The 2019 relative returns show only a significant result for Verizon but across all sources (Twitter, AP news, and technical news articles). Verizon was the worst performing company on average over the period we looked at and this may make investors uncomfortable and reactionary to any outside influence. Again, there was no clear pattern in time lagged correlations. Correlations are most significant on the day of publication, suggesting the impact of the news is short lived, but there is some sign of correlation before and after publication.
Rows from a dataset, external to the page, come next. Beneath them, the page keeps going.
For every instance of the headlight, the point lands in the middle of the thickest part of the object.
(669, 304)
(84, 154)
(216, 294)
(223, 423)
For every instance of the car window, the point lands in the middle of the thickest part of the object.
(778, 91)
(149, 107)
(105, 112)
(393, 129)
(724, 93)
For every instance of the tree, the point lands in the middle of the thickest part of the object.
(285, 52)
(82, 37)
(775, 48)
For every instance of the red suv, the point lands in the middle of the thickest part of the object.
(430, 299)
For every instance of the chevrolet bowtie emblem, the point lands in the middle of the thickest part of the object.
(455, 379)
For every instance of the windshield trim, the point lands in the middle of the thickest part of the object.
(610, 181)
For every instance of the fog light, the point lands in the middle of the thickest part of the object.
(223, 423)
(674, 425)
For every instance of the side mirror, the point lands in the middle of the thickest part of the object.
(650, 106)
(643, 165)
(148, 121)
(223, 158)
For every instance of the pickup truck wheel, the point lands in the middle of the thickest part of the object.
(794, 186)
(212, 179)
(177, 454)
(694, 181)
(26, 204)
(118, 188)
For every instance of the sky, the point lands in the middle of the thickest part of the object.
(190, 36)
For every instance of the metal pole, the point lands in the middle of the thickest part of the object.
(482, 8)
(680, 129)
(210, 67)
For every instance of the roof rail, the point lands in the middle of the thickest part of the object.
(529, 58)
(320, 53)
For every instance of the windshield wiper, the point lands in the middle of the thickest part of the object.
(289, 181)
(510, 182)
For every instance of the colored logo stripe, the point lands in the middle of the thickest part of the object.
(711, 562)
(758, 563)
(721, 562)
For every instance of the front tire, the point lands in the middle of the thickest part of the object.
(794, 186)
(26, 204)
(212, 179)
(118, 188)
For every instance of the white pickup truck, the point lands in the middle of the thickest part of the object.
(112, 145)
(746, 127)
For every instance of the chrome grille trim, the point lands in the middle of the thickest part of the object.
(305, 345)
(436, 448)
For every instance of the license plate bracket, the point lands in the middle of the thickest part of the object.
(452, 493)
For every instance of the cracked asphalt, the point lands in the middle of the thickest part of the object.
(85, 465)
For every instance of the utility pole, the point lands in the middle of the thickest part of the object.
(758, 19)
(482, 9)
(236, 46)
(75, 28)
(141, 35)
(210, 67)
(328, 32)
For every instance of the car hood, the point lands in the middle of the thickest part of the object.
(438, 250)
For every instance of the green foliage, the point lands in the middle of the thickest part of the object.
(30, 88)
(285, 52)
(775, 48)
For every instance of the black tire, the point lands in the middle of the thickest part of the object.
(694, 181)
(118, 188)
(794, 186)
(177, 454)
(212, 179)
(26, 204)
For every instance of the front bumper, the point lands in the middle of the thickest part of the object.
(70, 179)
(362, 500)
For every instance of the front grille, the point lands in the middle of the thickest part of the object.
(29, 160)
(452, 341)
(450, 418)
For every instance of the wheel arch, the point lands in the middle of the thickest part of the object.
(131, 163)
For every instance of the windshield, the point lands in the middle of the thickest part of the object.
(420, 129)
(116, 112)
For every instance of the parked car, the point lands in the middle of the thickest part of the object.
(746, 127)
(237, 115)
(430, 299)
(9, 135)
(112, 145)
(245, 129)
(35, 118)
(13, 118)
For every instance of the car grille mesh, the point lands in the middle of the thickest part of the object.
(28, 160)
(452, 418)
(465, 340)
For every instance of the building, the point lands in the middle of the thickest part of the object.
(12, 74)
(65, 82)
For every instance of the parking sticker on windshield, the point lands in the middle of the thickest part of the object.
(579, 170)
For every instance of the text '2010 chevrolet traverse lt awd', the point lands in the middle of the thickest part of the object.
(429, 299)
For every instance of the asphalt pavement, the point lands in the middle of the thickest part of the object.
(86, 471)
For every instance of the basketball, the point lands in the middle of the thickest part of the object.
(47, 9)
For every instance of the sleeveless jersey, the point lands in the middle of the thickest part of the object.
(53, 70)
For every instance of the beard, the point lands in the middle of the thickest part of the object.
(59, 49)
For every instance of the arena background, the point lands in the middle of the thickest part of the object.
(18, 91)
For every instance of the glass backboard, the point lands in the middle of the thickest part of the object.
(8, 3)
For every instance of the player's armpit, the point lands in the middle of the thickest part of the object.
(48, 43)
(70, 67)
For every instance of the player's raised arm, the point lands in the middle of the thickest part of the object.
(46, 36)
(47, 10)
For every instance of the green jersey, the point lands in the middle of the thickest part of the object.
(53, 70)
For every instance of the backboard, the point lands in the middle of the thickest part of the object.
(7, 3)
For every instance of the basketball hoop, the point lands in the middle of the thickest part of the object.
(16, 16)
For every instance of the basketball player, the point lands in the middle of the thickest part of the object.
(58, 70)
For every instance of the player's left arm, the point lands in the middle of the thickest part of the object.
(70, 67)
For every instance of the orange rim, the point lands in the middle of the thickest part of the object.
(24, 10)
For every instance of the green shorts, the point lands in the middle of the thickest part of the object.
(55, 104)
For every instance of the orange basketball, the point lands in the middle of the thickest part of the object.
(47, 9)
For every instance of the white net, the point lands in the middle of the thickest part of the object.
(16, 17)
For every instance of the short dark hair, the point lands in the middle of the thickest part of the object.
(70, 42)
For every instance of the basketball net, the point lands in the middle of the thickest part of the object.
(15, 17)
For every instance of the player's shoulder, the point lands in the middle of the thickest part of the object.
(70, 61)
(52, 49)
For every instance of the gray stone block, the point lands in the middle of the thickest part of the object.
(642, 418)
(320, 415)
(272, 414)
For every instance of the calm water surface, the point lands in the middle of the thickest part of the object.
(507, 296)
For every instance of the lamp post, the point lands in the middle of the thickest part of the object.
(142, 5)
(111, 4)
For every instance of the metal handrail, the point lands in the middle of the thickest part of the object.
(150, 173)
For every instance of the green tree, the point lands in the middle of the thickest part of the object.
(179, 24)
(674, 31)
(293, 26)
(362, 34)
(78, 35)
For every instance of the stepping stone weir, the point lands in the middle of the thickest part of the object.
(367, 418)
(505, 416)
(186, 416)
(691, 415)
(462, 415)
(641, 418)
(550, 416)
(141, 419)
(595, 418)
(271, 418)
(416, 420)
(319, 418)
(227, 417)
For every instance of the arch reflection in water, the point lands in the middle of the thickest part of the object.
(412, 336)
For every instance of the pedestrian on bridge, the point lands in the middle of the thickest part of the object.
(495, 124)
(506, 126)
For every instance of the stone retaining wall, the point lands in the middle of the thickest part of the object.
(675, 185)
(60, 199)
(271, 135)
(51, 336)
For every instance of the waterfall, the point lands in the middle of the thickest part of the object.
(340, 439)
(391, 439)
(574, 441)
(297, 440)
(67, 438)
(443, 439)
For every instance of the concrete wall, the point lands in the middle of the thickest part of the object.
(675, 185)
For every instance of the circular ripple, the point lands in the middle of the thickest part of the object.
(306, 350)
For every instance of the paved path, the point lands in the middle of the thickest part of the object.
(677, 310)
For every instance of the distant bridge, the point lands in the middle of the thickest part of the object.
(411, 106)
We found more correlations in 2020 between the daily percentage price movement vs sentiment on that day. Once again there is no clear reason for the relationship, but with one fifth of the chosen companies being predictable with Forbes, it is fair to say there is probably a use for financial news in prediction. It would also suggest the markets are more interested in the news during periods of high volatility which would make sense, if normal models are not working due to uncertainty then the market may get more reactionary.

Fig. 4
figure 4

Time Lagged Cross Correlation for companies where population correlation is not equal 0 (Actual Returns). The plots show the values of the correlations between the movement and sentiment for up to 5 days either side of the publication of the news. There is no clear pattern to these results

Fig. 5
figure 5

Time Lagged Cross Correlation for companies where population correlation is not equal 0 (Relative Returns). The plots show the values of the correlations between the movement and sentiment for up to 5 days either side of the publication of the news. Again, we see little evidence of a pattern

A previous study has shown some correlation between stock price volatility and public mood on social media [22] which corresponds to our findings in 2020. The fact that we don’t see this in 2019 is interesting.

There is no clear pattern to the time lagged correlations. Although the pattern is inconsistent is notable that the left half of the plots all have higher correlation coefficients than the right. This would suggest that although we cannot see a precise effect, it is more likely the price is driving the sentiment of the media coverage and Twitter activity rather than the coverage driving the change in stock price.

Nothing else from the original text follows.